I haven't sold the tree stump yet... its still sitting on top of my speaker system gathering dust haha. Scott richardson said he would take it, but i haven't heard from him in a while. The drylok method should work just fine for this project. Just make sure that if you detail paint it, don't use straight acrylic paint on the outside. Mix the acrylic with small portions of drylok to make it inert and waterproof. 

One thing about the aquatic section you might want to consider is the agitation of the filter/waterfall outgassing your co2. You could always have the aquatics turn emergent and get the co2 from the air. Personally i think that would be cooler. 

4x13 watts would be a great amount of light for this tank. If you do decide to make a diy fixture, be sure to put in a cooling fan. CFL's get hot!

For the potting soil thing, it really depends on your plans for this tank. If you ever plan to have any inhabitants other than plants then no. There would be too much of a risk of fertilizers and other chemicals leeching out of the soil causing harm or possibly death to the animals/ fish/ shrimp, or whatever in there. 

Good luck man

Ryan


----------



## HDreptiles (Jun 20, 2011)

ryan10517 said:


> No problem. glad to help out a fellow hobbyist.
> 
> Don't rush through a project though! i've messed up my fair share of stuff by going to fast and not really thinking it through lol. My dad has always said, if you're going to take the time to do something, might as well spend a little extra time to do it right and make it look good haha.
> 
> ...


I am for sure going to take my time on this one.

I will do that with the drylok. I am not too good at painting, so I may have to rethink that a little bit. Not sure though. I am going to try the painting first and if that fails I will try something else. I don't want to have to use grout or silicone, but if it comes down to it, I just may.

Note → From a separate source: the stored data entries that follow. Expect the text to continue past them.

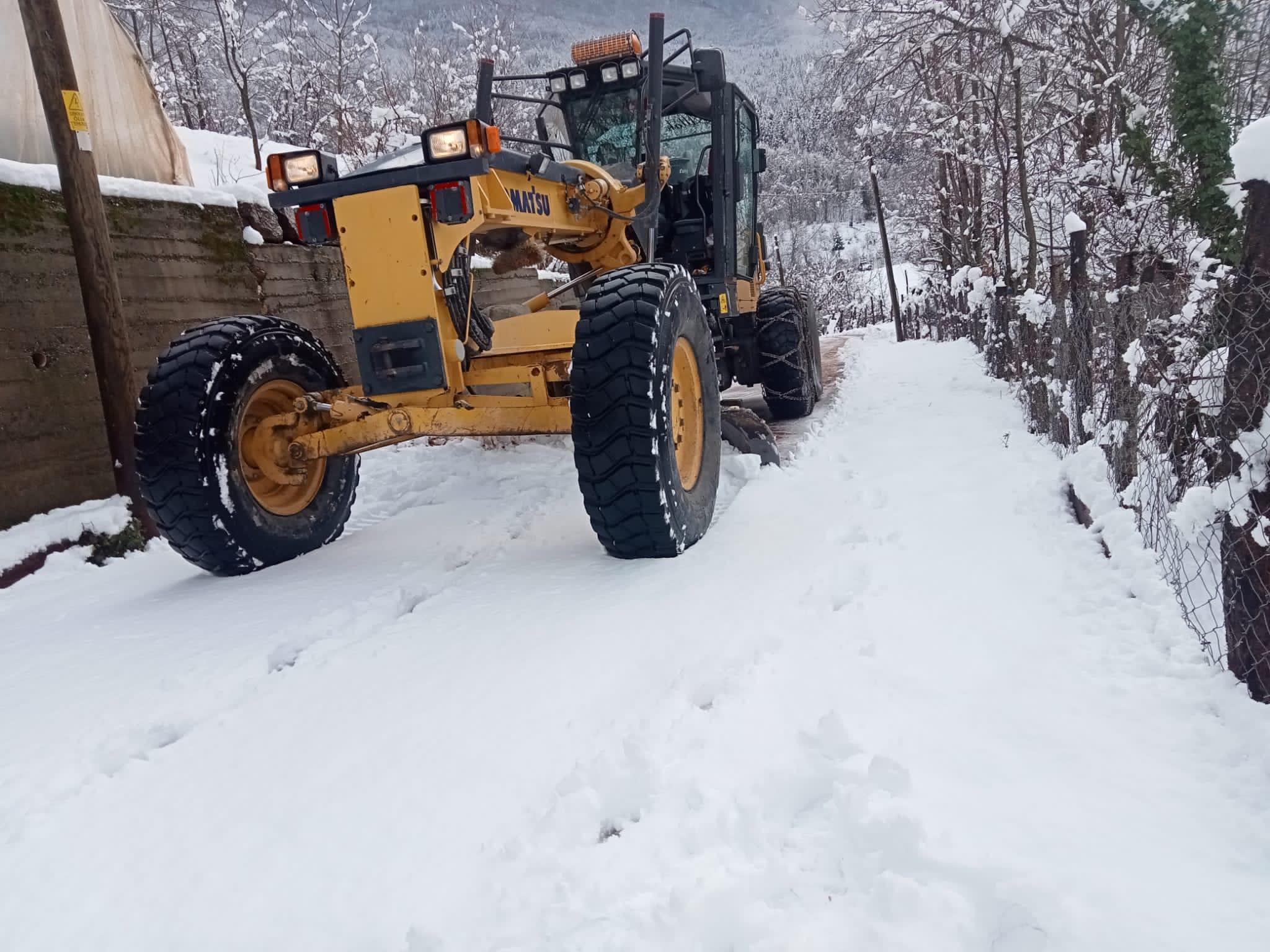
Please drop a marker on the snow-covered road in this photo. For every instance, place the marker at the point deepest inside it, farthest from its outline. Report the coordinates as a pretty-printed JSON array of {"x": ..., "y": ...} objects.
[{"x": 895, "y": 700}]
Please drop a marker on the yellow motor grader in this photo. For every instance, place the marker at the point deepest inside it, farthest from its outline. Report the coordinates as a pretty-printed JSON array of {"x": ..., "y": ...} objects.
[{"x": 643, "y": 178}]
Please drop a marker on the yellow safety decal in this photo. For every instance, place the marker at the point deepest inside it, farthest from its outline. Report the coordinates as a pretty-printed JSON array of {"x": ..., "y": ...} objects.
[{"x": 75, "y": 116}]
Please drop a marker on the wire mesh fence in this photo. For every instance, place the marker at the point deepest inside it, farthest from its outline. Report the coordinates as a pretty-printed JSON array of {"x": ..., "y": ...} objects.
[{"x": 1170, "y": 376}]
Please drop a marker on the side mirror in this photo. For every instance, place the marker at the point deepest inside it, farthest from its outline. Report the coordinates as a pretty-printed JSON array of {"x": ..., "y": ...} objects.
[{"x": 708, "y": 65}]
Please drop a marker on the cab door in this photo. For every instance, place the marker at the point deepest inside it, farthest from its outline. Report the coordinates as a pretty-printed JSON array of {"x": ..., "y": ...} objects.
[{"x": 746, "y": 133}]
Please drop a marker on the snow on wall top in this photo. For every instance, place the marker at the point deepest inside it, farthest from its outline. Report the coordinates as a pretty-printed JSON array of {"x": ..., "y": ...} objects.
[
  {"x": 46, "y": 177},
  {"x": 1251, "y": 151}
]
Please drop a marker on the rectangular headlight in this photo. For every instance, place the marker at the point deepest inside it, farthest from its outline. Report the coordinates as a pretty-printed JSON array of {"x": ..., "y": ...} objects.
[
  {"x": 285, "y": 170},
  {"x": 301, "y": 169},
  {"x": 442, "y": 145}
]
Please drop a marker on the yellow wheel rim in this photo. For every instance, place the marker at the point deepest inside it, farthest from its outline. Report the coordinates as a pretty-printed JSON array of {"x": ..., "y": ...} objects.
[
  {"x": 687, "y": 414},
  {"x": 276, "y": 482}
]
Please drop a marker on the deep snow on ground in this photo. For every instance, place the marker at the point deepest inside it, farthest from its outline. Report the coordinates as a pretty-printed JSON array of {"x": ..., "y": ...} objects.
[{"x": 895, "y": 700}]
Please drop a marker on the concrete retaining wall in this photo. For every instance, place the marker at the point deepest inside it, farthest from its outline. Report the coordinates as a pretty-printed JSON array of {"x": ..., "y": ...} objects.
[{"x": 178, "y": 265}]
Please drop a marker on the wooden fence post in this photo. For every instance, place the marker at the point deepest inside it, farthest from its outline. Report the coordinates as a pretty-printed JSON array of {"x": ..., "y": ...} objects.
[
  {"x": 91, "y": 240},
  {"x": 1062, "y": 350}
]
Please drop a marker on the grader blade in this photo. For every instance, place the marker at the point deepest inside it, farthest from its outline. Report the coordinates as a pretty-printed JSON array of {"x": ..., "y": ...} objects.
[{"x": 746, "y": 431}]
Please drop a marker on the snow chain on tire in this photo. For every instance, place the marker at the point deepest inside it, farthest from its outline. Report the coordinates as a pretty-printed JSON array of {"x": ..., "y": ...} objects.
[
  {"x": 187, "y": 444},
  {"x": 789, "y": 343},
  {"x": 629, "y": 327}
]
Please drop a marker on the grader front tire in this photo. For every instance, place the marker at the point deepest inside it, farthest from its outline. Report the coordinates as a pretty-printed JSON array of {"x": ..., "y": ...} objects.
[
  {"x": 218, "y": 494},
  {"x": 646, "y": 412}
]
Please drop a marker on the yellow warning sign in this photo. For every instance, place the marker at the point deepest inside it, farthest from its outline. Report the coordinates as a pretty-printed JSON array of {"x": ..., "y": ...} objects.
[{"x": 75, "y": 116}]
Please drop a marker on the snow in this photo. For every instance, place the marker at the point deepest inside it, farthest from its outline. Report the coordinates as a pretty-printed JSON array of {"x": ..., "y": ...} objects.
[
  {"x": 895, "y": 700},
  {"x": 223, "y": 165},
  {"x": 226, "y": 163},
  {"x": 1251, "y": 151},
  {"x": 1072, "y": 223},
  {"x": 46, "y": 177},
  {"x": 106, "y": 516}
]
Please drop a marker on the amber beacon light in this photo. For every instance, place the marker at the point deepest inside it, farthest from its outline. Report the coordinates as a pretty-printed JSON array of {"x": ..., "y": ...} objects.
[{"x": 607, "y": 47}]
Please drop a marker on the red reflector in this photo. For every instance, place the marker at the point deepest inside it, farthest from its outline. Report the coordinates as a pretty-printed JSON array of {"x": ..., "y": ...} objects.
[
  {"x": 451, "y": 202},
  {"x": 313, "y": 224}
]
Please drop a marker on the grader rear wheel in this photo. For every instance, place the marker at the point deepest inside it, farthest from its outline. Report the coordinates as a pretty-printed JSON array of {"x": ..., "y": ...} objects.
[
  {"x": 687, "y": 413},
  {"x": 213, "y": 441},
  {"x": 644, "y": 398},
  {"x": 789, "y": 348}
]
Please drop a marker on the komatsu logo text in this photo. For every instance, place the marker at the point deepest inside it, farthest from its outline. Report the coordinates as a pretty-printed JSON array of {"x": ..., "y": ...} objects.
[{"x": 531, "y": 202}]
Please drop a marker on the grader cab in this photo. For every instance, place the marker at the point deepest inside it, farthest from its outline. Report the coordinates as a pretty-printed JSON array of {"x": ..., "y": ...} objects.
[{"x": 643, "y": 178}]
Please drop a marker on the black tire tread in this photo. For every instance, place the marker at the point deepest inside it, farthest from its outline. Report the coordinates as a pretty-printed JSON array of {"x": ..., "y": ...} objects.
[
  {"x": 789, "y": 386},
  {"x": 169, "y": 415},
  {"x": 614, "y": 408}
]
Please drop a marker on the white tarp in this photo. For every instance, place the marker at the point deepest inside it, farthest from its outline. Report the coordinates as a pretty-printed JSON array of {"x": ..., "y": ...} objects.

I was going to aim for emergent growth. I am thinking some crypts and/or sword plants. Probably try some Java Fern too if I can swing it. And I want to grow some moss on the waterfall if I can.

I already have a plan on the light fixture, but it will include a fan for sure. I am also wondering how I am going to put vents in the tank for air circulation in the tank. I have not figured that one out yet.

And I will probably steer clear of potting soil then and scour the boards for some good ideas, and look into the one you mentioned. Would organic potting soil be OK? I know people use it in natural planted tanks all the time.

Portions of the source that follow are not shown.